La persistance #13
Dans la ville les rues sont vacantes presque de toute présence. Quelques passants occupent les lieux, font exister ce qui serait, sans cela, un décor inutile. De longs alignements d'immeubles haussmanniens dont les façades ne laissent rien deviner derrière leurs volets clos, les rideaux lourds que leurs occupants pousseront plus tard. Ou pour certains, jamais, qui vivent dans la pénombre de leur appartement dans lequel ils errent, perdus. Dans leurs souvenirs, une attente infinie, le purgatoire ou même l'enfer où ils sont enfermés. Entourés des photographies qu'une vie passée a semé de toutes parts. Les entourant d'une petite foule silencieuse, immobile toujours. Presque attentive à eux, ces ombres recluses dont on dirait qu'elles s'effacent chaque jour un peu. Dans la présence du rien qu'elles portent ainsi qu'on porte un bagage trop lourd sur les quais de la gare. Qu'on ne peut se résoudre à laisser posé au coin d'un pilier pour aller de l'avant. Un bagage trop lourd et pourtant vide.

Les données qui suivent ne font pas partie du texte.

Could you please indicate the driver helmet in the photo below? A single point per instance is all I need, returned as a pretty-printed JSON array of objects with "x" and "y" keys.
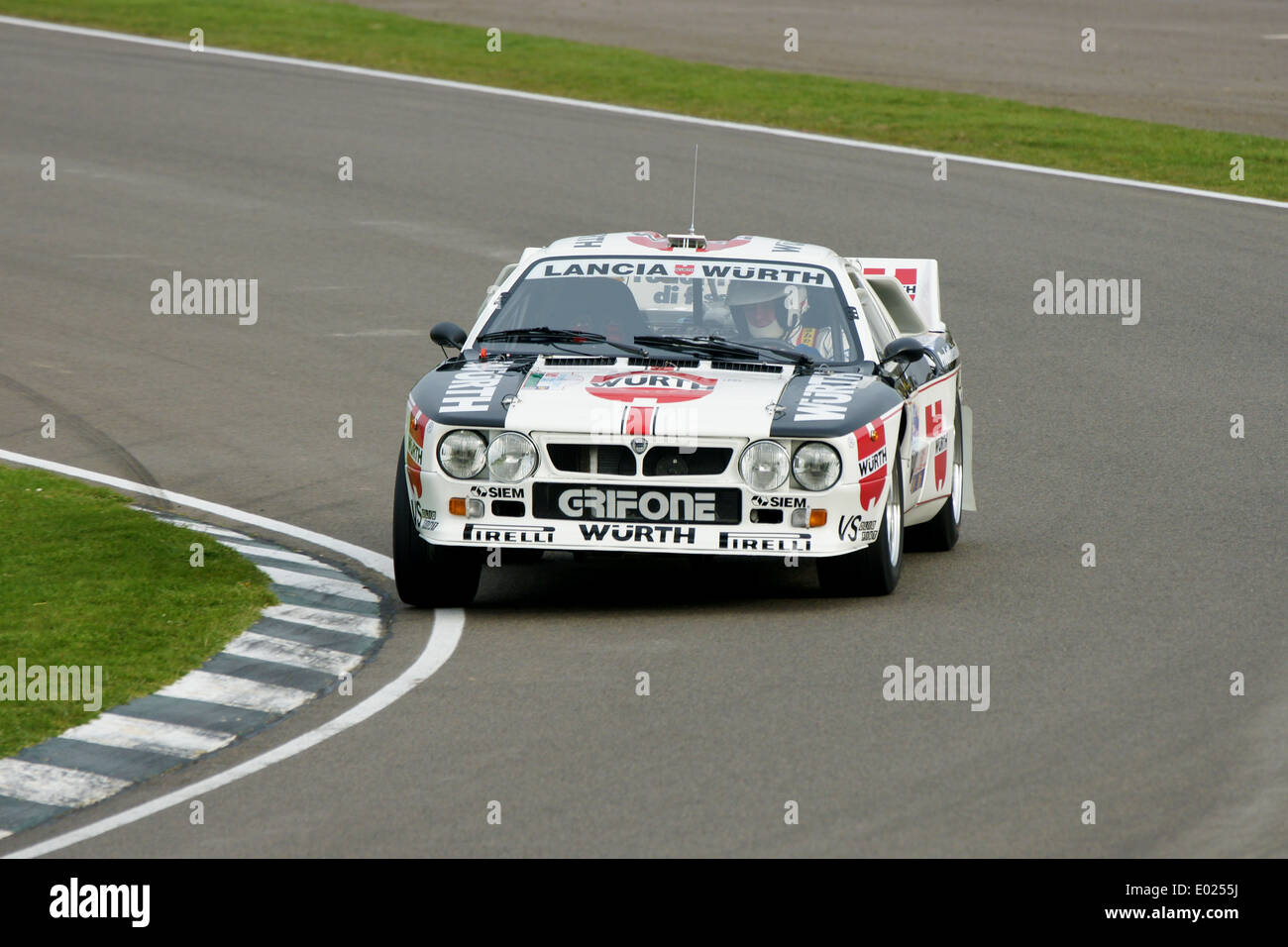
[{"x": 760, "y": 305}]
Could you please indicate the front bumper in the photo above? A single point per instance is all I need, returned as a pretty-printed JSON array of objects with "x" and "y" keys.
[{"x": 513, "y": 521}]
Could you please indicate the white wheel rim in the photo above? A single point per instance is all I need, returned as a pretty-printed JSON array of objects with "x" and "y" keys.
[{"x": 894, "y": 522}]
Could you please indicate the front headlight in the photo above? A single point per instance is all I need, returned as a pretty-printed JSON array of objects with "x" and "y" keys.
[
  {"x": 763, "y": 466},
  {"x": 815, "y": 466},
  {"x": 511, "y": 458},
  {"x": 463, "y": 454}
]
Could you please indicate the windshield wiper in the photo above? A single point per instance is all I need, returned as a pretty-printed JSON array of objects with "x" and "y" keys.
[
  {"x": 539, "y": 334},
  {"x": 713, "y": 344}
]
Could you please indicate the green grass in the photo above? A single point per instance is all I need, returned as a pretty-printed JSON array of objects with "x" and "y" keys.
[
  {"x": 85, "y": 579},
  {"x": 932, "y": 120}
]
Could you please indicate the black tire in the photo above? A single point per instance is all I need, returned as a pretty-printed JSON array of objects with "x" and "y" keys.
[
  {"x": 875, "y": 570},
  {"x": 940, "y": 534},
  {"x": 429, "y": 577}
]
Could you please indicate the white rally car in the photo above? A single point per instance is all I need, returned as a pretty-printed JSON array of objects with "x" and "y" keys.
[{"x": 635, "y": 392}]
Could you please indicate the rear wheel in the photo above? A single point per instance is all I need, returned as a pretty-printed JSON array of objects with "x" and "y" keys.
[
  {"x": 940, "y": 534},
  {"x": 429, "y": 577},
  {"x": 875, "y": 570}
]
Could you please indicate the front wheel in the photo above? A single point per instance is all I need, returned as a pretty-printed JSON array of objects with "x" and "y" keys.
[
  {"x": 429, "y": 577},
  {"x": 875, "y": 570}
]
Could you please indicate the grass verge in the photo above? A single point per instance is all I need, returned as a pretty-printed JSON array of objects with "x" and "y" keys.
[
  {"x": 85, "y": 579},
  {"x": 932, "y": 120}
]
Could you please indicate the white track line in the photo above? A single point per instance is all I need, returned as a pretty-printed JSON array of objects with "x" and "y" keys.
[
  {"x": 322, "y": 617},
  {"x": 155, "y": 736},
  {"x": 266, "y": 553},
  {"x": 287, "y": 652},
  {"x": 634, "y": 112},
  {"x": 449, "y": 624},
  {"x": 193, "y": 525},
  {"x": 326, "y": 586},
  {"x": 237, "y": 692},
  {"x": 40, "y": 783}
]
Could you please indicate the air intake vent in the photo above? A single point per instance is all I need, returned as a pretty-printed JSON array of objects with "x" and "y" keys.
[
  {"x": 665, "y": 363},
  {"x": 696, "y": 462},
  {"x": 750, "y": 367},
  {"x": 610, "y": 460},
  {"x": 574, "y": 360}
]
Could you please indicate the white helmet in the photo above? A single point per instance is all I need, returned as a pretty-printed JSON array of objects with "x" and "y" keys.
[{"x": 760, "y": 305}]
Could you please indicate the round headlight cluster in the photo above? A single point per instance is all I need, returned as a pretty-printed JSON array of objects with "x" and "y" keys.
[
  {"x": 815, "y": 466},
  {"x": 511, "y": 458},
  {"x": 463, "y": 454},
  {"x": 764, "y": 466}
]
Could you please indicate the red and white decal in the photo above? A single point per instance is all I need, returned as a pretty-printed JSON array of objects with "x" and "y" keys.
[
  {"x": 935, "y": 429},
  {"x": 716, "y": 245},
  {"x": 874, "y": 462},
  {"x": 416, "y": 423},
  {"x": 905, "y": 274},
  {"x": 935, "y": 419},
  {"x": 662, "y": 385},
  {"x": 639, "y": 418}
]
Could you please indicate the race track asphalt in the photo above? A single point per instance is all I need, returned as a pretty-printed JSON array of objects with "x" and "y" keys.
[
  {"x": 1206, "y": 63},
  {"x": 1108, "y": 684}
]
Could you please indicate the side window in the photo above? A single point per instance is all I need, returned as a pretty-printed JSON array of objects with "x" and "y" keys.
[{"x": 883, "y": 330}]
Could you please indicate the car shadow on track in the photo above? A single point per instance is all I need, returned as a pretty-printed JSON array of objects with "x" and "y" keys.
[{"x": 643, "y": 581}]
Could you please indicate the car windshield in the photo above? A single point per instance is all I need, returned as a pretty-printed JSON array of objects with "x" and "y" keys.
[{"x": 768, "y": 305}]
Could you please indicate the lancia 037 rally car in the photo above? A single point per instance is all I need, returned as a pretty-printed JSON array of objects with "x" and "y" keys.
[{"x": 647, "y": 393}]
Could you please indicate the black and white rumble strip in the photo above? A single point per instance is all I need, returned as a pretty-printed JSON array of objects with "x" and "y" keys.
[{"x": 325, "y": 625}]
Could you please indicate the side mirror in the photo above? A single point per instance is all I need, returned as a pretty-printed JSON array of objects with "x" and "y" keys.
[
  {"x": 447, "y": 334},
  {"x": 906, "y": 347},
  {"x": 905, "y": 350}
]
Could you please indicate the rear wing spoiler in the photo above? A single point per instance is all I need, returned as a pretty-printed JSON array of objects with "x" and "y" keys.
[{"x": 919, "y": 281}]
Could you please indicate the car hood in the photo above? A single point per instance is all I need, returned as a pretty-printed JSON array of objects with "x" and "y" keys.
[{"x": 621, "y": 398}]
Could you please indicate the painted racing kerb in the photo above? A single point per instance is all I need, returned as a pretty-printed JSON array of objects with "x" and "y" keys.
[{"x": 550, "y": 397}]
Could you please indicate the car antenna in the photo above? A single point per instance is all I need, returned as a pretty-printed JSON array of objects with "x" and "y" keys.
[
  {"x": 691, "y": 240},
  {"x": 694, "y": 215}
]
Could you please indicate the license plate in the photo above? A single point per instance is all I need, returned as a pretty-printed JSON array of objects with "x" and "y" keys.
[{"x": 608, "y": 504}]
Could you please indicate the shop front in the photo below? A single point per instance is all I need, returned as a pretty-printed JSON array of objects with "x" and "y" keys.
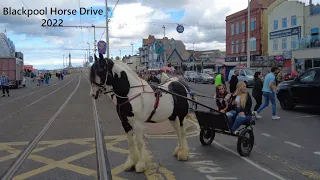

Quand ce ne sont pas les fenêtres de ces lieux vides, abandonnés. Tels qu'il en est dans toute ville. Les occupants sont maintenant loin. Partis vivre ailleurs, parfois sur d'autres continents. Laissant derrière les lieux et les objets tels qu'ils étaient le jour du départ. Exactement. Saisis d'effroi, ou juste par le hasard. Le temps qui s'installe là tel un squatteur sans foi ni loi. Prenant ses aises, ne laissant aucune trace. Sinon la mantille des poussières qu'il dépose patiemment sur toute chose. Et qui s'étend, mois après mois, et s'épaissit. Devient un voile de veuve gris noir. Sur lequel marcheront ceux qui un jour ouvriront à nouveau la porte. Héritiers ébahis, exécuteurs. Dont les pas lents, prudents, seront de ceux qu'on a lorsqu'on entre dans le siècle passé. Et qu'on retrouve entre quatre murs ce parfum inconnu qui est celui, figé, des respirations laissées par les morts.